The male member of the Royal Family’s identity has been concealed during the trial. Some of the proceedings were effectively held in secret, with members of the press unable to report details in order to protect him.

Ian Strachan, 31, and Sean McGuigan, 41, have been sentenced to five years.

The court at the Old Bailey heard claims that the Royal, referred to only as witness A, performed a sexual act on his aide, witness D, at a party.

After failing to sell the story to a number of national newspapers, the pair tried to sell the tapes to a friend of the Royal.

Mr Justice Cooke said: “The corrosive evil of blackmail means that any sentence must have a deterrent effect.”

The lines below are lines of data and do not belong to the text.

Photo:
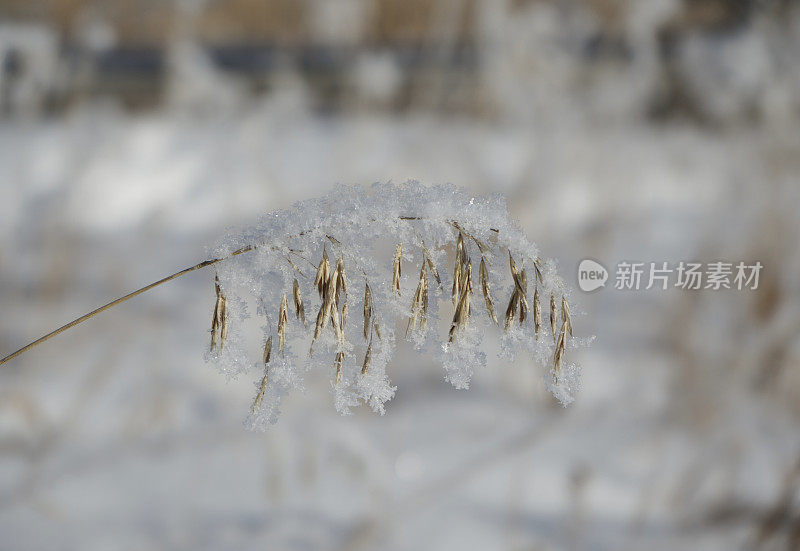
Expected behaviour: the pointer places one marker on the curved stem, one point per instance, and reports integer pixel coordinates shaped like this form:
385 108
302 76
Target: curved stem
105 307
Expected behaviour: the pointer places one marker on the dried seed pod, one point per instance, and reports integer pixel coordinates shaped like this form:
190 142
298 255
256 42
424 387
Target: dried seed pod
463 309
565 315
268 350
337 362
523 302
367 358
559 353
458 269
299 310
396 270
487 294
323 272
283 319
367 309
219 319
341 279
419 306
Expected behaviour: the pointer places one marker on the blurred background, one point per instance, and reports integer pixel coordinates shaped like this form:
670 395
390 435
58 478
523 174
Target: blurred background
133 133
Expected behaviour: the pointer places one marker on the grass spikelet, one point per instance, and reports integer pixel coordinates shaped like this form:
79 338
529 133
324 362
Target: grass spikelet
518 300
458 269
565 315
337 363
219 320
559 353
419 306
283 319
396 270
341 280
299 310
463 309
487 294
367 309
431 265
323 272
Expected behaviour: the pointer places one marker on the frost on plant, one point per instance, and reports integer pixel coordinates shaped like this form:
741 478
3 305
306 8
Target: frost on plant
339 278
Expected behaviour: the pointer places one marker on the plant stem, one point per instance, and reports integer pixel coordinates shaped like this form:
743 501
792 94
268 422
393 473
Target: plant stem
93 313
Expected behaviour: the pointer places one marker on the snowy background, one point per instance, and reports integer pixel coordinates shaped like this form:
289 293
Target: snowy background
657 130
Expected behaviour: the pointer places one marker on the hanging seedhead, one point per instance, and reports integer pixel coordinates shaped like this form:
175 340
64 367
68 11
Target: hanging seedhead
396 270
565 315
219 320
487 294
463 308
419 306
299 310
323 272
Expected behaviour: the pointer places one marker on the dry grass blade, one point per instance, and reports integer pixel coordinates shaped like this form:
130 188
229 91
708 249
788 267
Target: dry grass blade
283 319
323 271
367 358
565 315
396 270
458 269
487 294
263 386
431 265
367 309
299 310
463 309
559 353
419 306
518 300
337 362
219 320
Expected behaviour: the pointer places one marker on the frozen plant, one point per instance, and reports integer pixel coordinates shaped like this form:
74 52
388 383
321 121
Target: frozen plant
354 263
332 277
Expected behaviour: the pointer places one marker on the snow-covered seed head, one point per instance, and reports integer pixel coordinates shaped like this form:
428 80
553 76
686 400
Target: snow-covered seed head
463 308
487 293
219 320
396 269
323 271
448 219
299 310
367 357
565 315
419 306
537 311
283 319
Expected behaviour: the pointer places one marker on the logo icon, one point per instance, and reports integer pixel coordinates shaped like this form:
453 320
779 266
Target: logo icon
591 275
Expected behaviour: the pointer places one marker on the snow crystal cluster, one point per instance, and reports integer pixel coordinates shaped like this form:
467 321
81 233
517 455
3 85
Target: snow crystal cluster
389 241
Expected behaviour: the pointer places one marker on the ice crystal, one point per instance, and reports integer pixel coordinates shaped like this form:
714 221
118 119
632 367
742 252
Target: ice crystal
357 245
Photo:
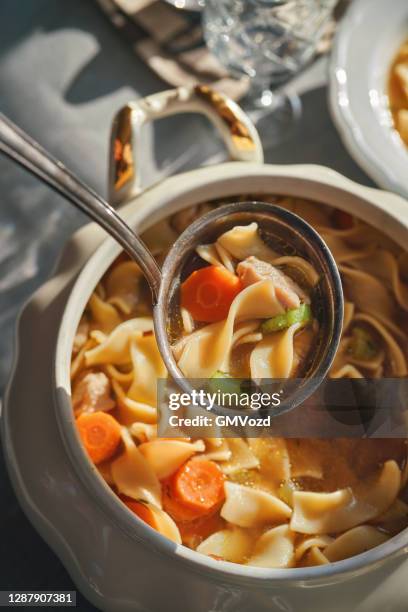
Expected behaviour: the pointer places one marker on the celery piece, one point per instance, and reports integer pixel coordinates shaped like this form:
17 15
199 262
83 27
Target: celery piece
303 314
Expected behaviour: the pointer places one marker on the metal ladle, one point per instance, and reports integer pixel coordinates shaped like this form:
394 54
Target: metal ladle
275 221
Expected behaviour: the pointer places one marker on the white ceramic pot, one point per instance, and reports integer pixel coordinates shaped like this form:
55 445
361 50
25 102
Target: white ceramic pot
124 564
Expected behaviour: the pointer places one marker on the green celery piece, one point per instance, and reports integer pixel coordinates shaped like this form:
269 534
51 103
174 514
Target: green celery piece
302 314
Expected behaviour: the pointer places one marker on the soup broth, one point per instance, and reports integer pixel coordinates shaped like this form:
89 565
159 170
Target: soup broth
268 502
398 92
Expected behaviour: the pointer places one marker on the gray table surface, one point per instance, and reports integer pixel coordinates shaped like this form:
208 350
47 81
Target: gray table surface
64 72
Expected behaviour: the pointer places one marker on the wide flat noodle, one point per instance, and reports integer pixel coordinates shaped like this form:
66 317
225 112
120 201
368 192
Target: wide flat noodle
166 456
133 475
208 349
275 548
116 348
148 366
243 241
232 544
248 507
320 513
353 542
273 357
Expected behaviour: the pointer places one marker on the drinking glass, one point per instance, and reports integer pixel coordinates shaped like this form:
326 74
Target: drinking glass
268 41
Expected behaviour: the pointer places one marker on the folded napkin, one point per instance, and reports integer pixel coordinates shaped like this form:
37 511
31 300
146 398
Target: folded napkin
171 42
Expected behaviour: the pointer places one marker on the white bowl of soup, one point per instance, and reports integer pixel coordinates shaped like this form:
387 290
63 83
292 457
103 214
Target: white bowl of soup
369 88
238 522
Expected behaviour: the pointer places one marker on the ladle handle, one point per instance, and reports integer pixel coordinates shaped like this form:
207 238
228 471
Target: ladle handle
17 145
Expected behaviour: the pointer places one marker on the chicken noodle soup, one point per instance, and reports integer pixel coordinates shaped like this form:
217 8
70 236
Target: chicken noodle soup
268 502
245 311
398 91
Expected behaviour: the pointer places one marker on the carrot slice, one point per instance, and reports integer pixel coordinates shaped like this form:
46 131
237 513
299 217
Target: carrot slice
199 486
100 434
208 293
178 511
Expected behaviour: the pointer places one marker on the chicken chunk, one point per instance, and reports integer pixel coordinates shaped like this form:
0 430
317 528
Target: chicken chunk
288 292
92 393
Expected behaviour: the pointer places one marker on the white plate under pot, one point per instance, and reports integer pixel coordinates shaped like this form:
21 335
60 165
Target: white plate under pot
366 42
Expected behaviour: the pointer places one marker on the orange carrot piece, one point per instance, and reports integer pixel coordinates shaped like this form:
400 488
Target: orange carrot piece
100 434
199 486
208 293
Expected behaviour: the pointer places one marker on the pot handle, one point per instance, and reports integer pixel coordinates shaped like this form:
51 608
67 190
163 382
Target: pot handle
237 130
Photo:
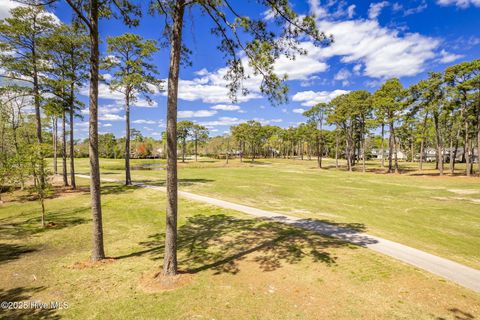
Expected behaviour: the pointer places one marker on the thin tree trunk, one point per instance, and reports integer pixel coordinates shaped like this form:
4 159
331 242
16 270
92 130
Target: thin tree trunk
128 178
38 120
98 252
196 148
64 149
170 257
336 148
466 150
72 150
439 144
390 147
383 145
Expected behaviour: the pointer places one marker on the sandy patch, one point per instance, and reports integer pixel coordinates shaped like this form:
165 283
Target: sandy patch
464 191
154 282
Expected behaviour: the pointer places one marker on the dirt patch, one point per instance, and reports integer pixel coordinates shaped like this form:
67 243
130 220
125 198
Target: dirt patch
464 191
154 282
91 264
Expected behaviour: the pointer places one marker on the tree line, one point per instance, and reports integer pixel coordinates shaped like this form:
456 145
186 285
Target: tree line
441 112
44 62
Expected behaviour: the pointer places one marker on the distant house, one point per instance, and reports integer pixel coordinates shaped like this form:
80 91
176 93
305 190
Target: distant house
376 153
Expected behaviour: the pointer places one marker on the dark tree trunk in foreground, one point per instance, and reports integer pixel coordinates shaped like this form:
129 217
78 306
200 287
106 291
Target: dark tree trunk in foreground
64 150
55 144
383 145
128 178
170 257
72 150
98 252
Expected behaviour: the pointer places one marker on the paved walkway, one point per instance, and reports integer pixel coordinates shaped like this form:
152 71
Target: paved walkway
453 271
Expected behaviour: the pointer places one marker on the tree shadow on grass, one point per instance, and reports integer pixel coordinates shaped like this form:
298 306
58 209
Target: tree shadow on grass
459 315
181 182
15 227
117 189
22 295
219 242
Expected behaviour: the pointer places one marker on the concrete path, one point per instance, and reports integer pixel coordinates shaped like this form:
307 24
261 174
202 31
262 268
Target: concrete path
453 271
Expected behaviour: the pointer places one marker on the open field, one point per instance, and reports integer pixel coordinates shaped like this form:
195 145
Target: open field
245 268
435 214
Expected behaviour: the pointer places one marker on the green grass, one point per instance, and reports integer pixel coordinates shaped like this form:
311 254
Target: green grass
428 212
239 267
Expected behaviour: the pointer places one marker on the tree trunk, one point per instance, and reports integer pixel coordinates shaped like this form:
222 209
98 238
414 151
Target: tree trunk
478 142
170 257
64 149
383 145
128 178
38 120
55 144
196 148
72 150
184 145
390 147
466 150
98 252
336 148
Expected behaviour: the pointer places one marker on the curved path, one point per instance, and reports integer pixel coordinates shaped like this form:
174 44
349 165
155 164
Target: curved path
453 271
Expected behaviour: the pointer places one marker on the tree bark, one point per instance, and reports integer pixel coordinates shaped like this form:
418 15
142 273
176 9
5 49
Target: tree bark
466 150
195 148
72 150
170 257
98 252
383 145
336 147
439 144
55 143
38 120
128 178
64 149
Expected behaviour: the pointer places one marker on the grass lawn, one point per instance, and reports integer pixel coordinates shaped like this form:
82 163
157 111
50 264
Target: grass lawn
235 267
437 214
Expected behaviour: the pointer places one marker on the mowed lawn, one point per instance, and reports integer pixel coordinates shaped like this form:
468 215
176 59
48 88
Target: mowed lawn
233 266
440 215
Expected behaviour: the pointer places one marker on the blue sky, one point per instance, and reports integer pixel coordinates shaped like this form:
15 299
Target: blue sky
373 41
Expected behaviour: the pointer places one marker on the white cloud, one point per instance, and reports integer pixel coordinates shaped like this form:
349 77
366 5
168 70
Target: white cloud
196 114
142 121
111 117
226 107
343 74
311 98
299 110
351 11
383 51
447 57
267 121
104 92
459 3
375 9
223 121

Mark Ellison QC, prosecuting, said the case was: “a classic example of blackmail.

“Although they claimed to be acting in the interests of the victim, the jury rejected this story and agreed with the prosecution that they were simply interested in the money.

“Prosecutions for blackmail are rare but it is a serious offence which can involve the victims making themselves vulnerable in order that the case comes to trial.”

He added: “We will not hesitate to prosecute blackmail cases and we will always seek to protect the anonymity of blackmail victims”.

Since The Sunday Times broke the story in October there has been widespread speculation as to which Royal Family member is the victim of the alleged blackmail.

He has been named on TV in the US and Australia and on numerous websites.

The British press are legally restrained from revealing the identity of the person, though it has been reported that he does not carry out any public duties.

Buckingham Palace has refused to comment on the case, saying only that it is a matter for the police.